When Warren Buffett took control of Berkshire Hathaway in 1965, few could have predicted that the conglomerate would compound returns to 5,502,284% by 2025. In his 2020 shareholder letter—a document that stands alongside his timeless investing principles—Buffett identified four specific businesses as the primary engines behind this extraordinary wealth creation. Understanding these “jewels” reveals why Berkshire continues to thrive despite leadership transitions.

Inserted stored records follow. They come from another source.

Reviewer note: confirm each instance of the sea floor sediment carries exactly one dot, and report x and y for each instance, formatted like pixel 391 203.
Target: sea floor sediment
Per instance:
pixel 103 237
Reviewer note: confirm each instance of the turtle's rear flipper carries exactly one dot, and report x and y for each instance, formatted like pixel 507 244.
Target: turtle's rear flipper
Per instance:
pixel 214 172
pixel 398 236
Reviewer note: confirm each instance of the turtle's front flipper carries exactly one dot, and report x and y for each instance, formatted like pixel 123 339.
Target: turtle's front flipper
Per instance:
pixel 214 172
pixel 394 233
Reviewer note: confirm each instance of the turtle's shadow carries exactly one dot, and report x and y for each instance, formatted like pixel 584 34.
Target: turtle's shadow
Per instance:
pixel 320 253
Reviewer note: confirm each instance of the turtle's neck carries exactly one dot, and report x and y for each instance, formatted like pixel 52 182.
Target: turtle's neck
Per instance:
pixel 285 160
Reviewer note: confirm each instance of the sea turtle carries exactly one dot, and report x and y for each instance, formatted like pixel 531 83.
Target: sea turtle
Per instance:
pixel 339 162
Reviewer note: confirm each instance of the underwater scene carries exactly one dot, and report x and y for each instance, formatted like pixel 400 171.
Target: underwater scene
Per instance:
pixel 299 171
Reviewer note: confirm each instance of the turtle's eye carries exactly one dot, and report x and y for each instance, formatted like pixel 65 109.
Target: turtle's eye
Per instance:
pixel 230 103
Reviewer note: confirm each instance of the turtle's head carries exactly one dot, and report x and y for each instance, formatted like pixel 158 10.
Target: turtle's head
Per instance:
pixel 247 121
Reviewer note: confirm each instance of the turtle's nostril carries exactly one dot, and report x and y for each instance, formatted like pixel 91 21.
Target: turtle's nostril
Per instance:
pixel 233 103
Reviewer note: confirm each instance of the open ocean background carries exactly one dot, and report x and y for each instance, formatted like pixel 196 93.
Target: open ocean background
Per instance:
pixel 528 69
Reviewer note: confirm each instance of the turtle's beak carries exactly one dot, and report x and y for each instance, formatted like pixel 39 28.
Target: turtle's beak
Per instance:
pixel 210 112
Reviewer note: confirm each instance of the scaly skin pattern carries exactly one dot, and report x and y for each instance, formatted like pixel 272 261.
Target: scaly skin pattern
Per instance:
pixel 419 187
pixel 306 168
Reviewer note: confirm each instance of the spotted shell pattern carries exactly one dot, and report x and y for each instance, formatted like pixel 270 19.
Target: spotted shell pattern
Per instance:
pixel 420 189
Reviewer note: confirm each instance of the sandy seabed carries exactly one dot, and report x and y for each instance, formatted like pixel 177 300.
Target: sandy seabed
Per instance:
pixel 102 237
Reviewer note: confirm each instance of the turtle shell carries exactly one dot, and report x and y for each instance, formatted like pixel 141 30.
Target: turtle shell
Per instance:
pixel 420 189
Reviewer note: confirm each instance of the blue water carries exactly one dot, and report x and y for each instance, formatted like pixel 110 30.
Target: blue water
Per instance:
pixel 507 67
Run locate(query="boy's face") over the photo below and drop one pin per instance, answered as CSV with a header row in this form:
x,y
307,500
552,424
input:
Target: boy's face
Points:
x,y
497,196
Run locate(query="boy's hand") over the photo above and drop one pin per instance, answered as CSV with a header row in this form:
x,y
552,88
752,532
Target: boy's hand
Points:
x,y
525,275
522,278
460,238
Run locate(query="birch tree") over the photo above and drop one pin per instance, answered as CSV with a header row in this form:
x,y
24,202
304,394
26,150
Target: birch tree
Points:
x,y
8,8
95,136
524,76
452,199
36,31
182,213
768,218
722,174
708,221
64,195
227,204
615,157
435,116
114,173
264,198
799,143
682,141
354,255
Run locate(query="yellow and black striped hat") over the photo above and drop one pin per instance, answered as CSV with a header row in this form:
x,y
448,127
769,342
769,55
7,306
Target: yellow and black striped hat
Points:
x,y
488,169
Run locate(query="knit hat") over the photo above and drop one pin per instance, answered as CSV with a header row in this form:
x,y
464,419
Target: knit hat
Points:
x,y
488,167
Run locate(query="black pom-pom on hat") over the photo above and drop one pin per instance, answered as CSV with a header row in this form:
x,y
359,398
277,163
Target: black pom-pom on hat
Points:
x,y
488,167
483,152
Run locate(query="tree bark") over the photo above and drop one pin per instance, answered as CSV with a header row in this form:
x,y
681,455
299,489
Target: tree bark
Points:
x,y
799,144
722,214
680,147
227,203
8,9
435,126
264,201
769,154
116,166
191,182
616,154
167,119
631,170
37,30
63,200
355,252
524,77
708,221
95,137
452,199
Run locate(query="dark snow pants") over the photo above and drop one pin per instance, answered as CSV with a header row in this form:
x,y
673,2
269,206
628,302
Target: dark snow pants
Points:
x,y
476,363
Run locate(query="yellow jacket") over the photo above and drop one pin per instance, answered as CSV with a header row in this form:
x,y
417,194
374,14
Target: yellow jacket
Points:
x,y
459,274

The Architecture of Berkshire’s Success: Four Unlikely Partners
What makes Berkshire’s portfolio unusual isn’t diversity for diversity’s sake, but rather the synergy between seemingly unrelated sectors. Across technology, insurance, energy, and transportation, these four holdings have compounded wealth while presenting vastly different risk profiles and capital requirements.
Apple: The Technology Cornerstone ($64.8 Billion Position)
Berkshire’s largest single investment generates over $100 billion in cumulative profits from its $40 billion initial stake. Though Buffett—who has authored principles on business quality—began systematically reducing Apple holdings in 2023 (offloading nearly 70% of shares), the remaining 238 million shares still deliver $62 million quarterly in dividends.
This apparent contradiction reflects sophisticated tax optimization rather than loss of confidence. Apple remains Berkshire’s 20.7% portfolio weight, demonstrating that even partial positions in exceptional businesses warrant retention. The stock’s resilience underscores why Buffett has called it “probably the best business I know in the world.”
Insurance Float: The Permanent Capital Advantage ($171 Billion Float)
Berkshire’s property and casualty insurance operation functions fundamentally differently from typical financial businesses. The mechanism is elegant: collect premiums upfront, deploy them across markets, retain investment profits entirely (unlike hedge funds’ 20% fee structure).
By 2025, this float had expanded to $171 billion—$33 billion more than the 2020 baseline of $138 billion. The after-tax underwriting profits reached $32 billion cumulatively, while float-derived earnings hit $13.6 billion in 2024 alone, nearly double the prior year’s $9.5 billion. This engine generates returns on capital controlled but not legally owned—a perpetual advantage few businesses possess.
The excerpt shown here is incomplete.